If you are expecting the new zombie horror film All Cheerleaders Die to be just another horror porny, cheer-splotation flick, then you may need a dose of team spirit. If you ever watched Bring it On and thought, “This film could use more zombies and lesbian witches” then you are welcome to my movie night anytime. Bring the pizza rolls.

The film begins with shy filmmaker Maddy (played by the lovely and understated Caitlin Stasey) making a documentary about the different cliques at her school. During her day of filming with Queen Bee and cheerleading captain Alexis, a tragedy occurs that alters the lives of everyone at school. Let’s just say that the Chekhov’s gun in this movie is a pair of pompoms. A few months later, Maddy surprises everyone by trying out for the cheerleading squad, and making the team.
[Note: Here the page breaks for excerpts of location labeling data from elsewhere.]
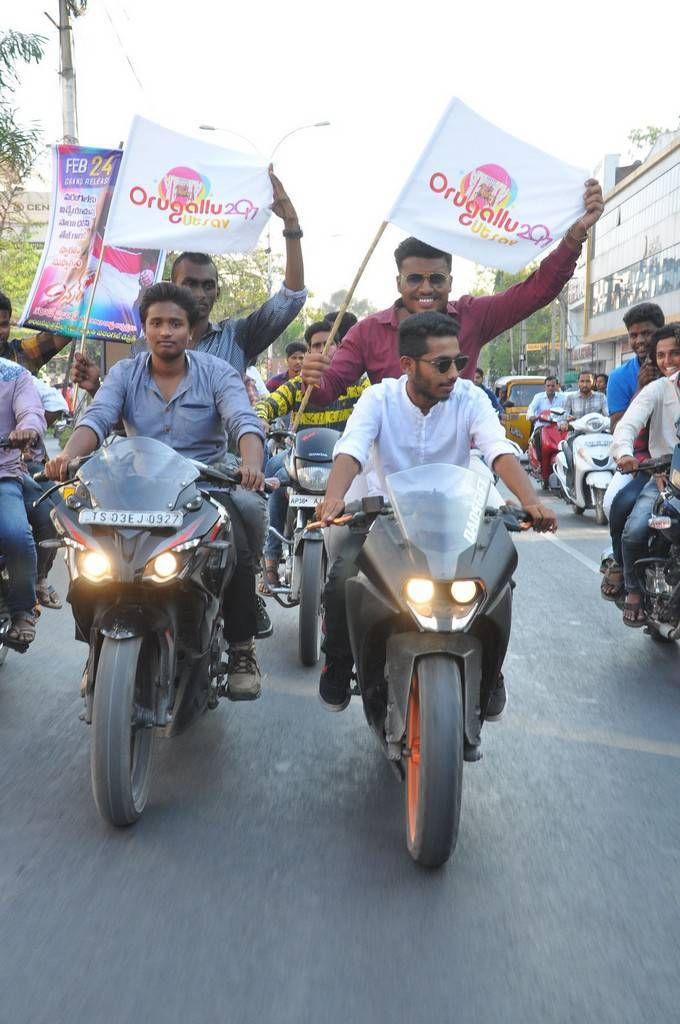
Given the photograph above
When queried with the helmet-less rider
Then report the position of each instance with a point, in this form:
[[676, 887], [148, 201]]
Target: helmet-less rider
[[427, 416], [190, 401]]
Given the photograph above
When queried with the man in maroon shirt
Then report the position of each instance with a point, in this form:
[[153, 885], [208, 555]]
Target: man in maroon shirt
[[424, 284]]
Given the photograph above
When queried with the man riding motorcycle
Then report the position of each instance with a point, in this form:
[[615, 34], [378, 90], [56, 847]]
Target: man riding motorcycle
[[189, 401], [657, 403], [284, 401], [23, 421], [428, 415]]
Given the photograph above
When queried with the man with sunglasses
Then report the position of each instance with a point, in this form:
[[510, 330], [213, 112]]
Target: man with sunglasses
[[424, 284], [428, 416]]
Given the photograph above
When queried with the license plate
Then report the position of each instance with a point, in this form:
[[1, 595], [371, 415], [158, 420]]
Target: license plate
[[147, 520], [303, 501]]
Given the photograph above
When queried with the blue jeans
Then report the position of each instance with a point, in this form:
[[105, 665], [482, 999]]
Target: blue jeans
[[278, 505], [636, 534], [16, 540], [622, 507]]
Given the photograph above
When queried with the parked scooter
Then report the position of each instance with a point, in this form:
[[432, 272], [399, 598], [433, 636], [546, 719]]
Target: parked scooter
[[544, 443], [149, 553], [659, 571], [584, 465], [429, 622], [308, 465]]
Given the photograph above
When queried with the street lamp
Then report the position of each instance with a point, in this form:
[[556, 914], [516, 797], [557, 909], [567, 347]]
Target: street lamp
[[293, 131], [316, 124]]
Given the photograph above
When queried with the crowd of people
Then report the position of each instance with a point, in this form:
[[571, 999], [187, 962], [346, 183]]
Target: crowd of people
[[401, 387]]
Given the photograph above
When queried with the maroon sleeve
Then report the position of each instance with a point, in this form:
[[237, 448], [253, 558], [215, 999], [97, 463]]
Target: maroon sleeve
[[491, 314], [346, 367]]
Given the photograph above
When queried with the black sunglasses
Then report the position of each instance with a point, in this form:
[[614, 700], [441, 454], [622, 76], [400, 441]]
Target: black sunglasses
[[442, 363]]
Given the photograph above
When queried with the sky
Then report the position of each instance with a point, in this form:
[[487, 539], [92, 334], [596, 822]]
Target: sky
[[571, 80]]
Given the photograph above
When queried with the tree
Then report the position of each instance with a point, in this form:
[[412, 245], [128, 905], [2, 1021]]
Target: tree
[[643, 138], [18, 261], [18, 143]]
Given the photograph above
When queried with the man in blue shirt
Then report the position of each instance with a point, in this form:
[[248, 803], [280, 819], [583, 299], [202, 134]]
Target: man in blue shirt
[[550, 398], [189, 401], [479, 381], [641, 322]]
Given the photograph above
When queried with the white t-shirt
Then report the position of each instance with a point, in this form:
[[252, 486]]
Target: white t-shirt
[[389, 429]]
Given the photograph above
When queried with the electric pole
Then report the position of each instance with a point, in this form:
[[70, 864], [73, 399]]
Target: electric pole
[[68, 75], [67, 70]]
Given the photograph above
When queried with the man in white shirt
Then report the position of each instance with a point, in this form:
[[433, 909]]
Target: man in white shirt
[[550, 398], [659, 404], [427, 416]]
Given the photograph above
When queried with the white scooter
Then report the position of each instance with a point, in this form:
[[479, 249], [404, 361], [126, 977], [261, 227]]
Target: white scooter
[[589, 449]]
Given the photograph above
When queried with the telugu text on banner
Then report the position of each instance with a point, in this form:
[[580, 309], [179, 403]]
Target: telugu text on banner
[[483, 195], [179, 193], [83, 180]]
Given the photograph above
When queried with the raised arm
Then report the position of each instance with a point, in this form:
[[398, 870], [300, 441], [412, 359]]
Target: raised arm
[[495, 313]]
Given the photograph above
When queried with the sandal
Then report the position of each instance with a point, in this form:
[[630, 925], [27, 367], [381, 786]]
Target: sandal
[[612, 583], [633, 612], [22, 632], [47, 596]]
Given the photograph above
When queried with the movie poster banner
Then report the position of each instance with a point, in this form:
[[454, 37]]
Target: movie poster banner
[[483, 195], [83, 181], [179, 193]]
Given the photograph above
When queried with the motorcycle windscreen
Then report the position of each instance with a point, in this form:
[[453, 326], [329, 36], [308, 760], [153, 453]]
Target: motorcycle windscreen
[[439, 509], [136, 474]]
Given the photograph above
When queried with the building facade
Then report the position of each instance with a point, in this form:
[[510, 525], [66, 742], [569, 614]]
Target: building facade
[[633, 256]]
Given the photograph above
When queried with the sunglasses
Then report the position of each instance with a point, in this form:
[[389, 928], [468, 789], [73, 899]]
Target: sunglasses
[[435, 280], [442, 363]]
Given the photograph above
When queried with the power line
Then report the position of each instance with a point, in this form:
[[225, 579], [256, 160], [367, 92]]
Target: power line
[[123, 50]]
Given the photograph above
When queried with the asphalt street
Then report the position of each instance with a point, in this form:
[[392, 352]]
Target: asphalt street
[[268, 880]]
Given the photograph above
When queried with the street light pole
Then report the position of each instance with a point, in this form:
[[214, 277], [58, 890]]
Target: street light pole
[[316, 124]]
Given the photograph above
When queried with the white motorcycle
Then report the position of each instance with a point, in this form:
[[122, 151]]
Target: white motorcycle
[[584, 466]]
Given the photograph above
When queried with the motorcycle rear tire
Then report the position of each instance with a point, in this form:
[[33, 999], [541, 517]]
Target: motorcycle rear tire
[[311, 587], [120, 755], [434, 766]]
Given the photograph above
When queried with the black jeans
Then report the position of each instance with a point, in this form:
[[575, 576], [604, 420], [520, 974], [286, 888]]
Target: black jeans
[[239, 603], [346, 545]]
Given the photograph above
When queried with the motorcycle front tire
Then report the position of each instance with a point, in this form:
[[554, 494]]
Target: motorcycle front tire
[[121, 754], [435, 740], [311, 586]]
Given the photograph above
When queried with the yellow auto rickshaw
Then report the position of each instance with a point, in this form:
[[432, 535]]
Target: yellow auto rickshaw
[[515, 393]]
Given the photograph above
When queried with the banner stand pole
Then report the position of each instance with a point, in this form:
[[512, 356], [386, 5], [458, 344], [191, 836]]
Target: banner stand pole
[[83, 336], [341, 312]]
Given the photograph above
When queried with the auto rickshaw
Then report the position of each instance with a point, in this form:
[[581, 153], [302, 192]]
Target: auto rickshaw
[[515, 393]]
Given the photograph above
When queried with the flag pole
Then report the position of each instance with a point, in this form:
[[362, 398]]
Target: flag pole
[[86, 322], [341, 313]]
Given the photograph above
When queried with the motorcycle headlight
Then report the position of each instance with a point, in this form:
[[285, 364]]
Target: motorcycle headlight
[[163, 568], [313, 478], [95, 566], [463, 591], [420, 591]]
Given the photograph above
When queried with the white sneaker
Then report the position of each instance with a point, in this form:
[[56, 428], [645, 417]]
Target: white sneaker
[[244, 673]]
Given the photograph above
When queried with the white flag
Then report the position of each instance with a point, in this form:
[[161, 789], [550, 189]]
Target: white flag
[[174, 192], [481, 194]]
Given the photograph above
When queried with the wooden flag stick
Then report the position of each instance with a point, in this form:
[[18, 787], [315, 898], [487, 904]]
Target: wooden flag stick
[[341, 312], [86, 323]]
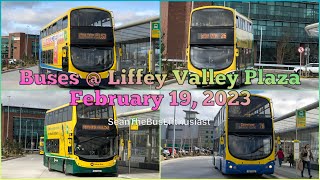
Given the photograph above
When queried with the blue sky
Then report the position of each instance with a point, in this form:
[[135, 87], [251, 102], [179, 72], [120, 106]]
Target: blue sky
[[16, 16], [283, 102]]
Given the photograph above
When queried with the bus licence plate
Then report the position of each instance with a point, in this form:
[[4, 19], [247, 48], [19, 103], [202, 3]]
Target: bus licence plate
[[251, 171]]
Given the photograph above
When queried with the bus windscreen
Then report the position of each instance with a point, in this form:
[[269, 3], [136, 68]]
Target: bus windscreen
[[212, 18], [258, 108]]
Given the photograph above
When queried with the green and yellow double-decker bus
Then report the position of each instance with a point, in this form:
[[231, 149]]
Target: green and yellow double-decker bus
[[81, 139], [243, 137], [220, 39], [80, 41], [41, 144]]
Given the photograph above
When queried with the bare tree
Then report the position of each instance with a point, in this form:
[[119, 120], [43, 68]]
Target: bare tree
[[283, 45]]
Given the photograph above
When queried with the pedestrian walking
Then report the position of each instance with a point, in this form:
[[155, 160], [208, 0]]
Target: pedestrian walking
[[306, 156], [280, 156], [291, 161]]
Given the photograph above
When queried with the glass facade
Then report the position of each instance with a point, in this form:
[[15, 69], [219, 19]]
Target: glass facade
[[282, 25], [4, 48], [28, 126], [306, 136], [145, 144], [135, 55], [24, 110]]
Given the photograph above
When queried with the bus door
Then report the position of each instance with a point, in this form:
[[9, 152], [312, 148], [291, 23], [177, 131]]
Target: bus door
[[65, 59]]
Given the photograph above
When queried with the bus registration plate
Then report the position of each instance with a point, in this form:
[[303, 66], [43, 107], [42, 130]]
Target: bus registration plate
[[251, 171]]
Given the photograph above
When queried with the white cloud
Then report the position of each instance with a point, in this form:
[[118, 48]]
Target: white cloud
[[283, 102], [16, 16]]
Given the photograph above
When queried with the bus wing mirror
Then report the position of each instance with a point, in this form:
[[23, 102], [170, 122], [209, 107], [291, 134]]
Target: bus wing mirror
[[64, 53], [187, 53], [221, 141], [237, 52]]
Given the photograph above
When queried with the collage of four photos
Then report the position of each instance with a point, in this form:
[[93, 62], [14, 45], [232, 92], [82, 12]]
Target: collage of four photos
[[160, 89]]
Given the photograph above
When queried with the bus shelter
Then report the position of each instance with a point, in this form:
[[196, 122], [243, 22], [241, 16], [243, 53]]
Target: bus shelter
[[138, 45], [286, 130]]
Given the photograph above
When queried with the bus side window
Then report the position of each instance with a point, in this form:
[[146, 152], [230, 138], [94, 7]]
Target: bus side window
[[70, 112], [65, 22]]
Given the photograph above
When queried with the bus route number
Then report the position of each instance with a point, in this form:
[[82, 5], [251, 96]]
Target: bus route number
[[212, 35]]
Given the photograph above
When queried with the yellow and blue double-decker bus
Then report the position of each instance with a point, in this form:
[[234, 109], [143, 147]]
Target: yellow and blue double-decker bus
[[41, 144], [80, 41], [244, 137], [220, 39], [81, 139]]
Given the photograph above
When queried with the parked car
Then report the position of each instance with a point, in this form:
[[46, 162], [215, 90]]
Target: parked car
[[170, 150], [165, 152], [12, 61], [312, 68]]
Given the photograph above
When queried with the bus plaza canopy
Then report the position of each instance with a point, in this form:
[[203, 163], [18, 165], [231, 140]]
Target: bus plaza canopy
[[287, 122], [134, 31], [313, 30]]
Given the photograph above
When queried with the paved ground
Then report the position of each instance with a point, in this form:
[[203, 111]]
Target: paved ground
[[199, 167], [292, 173], [202, 167], [31, 166], [10, 81]]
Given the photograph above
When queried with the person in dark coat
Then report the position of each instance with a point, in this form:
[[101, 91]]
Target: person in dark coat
[[280, 156], [291, 161]]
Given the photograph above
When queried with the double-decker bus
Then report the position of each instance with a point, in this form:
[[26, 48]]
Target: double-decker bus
[[41, 144], [81, 139], [80, 41], [220, 39], [244, 137]]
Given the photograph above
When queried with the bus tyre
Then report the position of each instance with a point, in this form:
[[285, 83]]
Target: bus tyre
[[239, 80], [214, 163], [49, 165], [65, 168]]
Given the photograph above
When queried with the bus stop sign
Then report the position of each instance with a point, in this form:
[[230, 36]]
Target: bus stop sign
[[301, 49], [155, 30], [301, 118]]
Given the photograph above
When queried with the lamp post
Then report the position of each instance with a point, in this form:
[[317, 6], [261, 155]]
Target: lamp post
[[31, 137], [174, 132], [20, 127], [37, 139], [26, 48], [8, 116], [25, 136]]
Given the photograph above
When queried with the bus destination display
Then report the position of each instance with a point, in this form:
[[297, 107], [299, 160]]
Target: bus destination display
[[212, 35], [97, 36], [95, 127], [255, 126]]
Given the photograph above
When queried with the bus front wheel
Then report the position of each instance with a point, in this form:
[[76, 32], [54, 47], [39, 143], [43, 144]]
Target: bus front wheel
[[65, 168], [49, 165]]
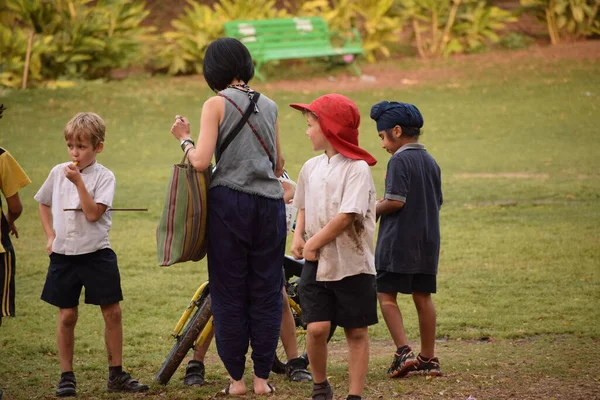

However, Maddy’s real motives for joining the squad and befriending her fellow cheerleaders, soon become clear.

While All Cheerleaders Die has the hallmarks of your standard B horror movie (cheesy special effects, gore, gratuitous nudity) it has one thing that really sets it apart.

This movie is super queer.


No, it’s not specifically a lesbian movie, but three of the leading characters are queer ladies. Here’s where it gets good, and where All Cheerleaders Die kicks a lot of horror tropes right in the face: their queerness does not exist to titillate any of the male characters…or male audience members for that matter. It’s simply part of the story, and drives certain pivotal plot points.


I found it interesting that mainstream media has not really picked up on the queer factor in the movie. It made me wonder if perhaps the film does its job so well that the lady-loving scenes just feel like any other horror romance component, or if mainstream media simply doesn’t know how to address it. Is it easier to leave out any discussion of the matter because it feels different from what we’ve come to expect from horror films? I’d really love it if All Cheerleaders Die could spark conversation about the complex nature of female sexuality, and lesbian love as part of the redemptive storyline.


In addition to boldly going there, All Cheerleaders Die is a lot of fun. The script by Lucky McKee (who also wrote the queer leaning horror film May) and Chris Siverston is smart and witty. The cast is great with stand out performances by the aforementioned Caitlyn Stacey, and Sianoa Smit-McPhee as the powerful, and lovesick Wiccan Leena.

All Cheerleaders Die is available on VOD and in select theaters on June 13.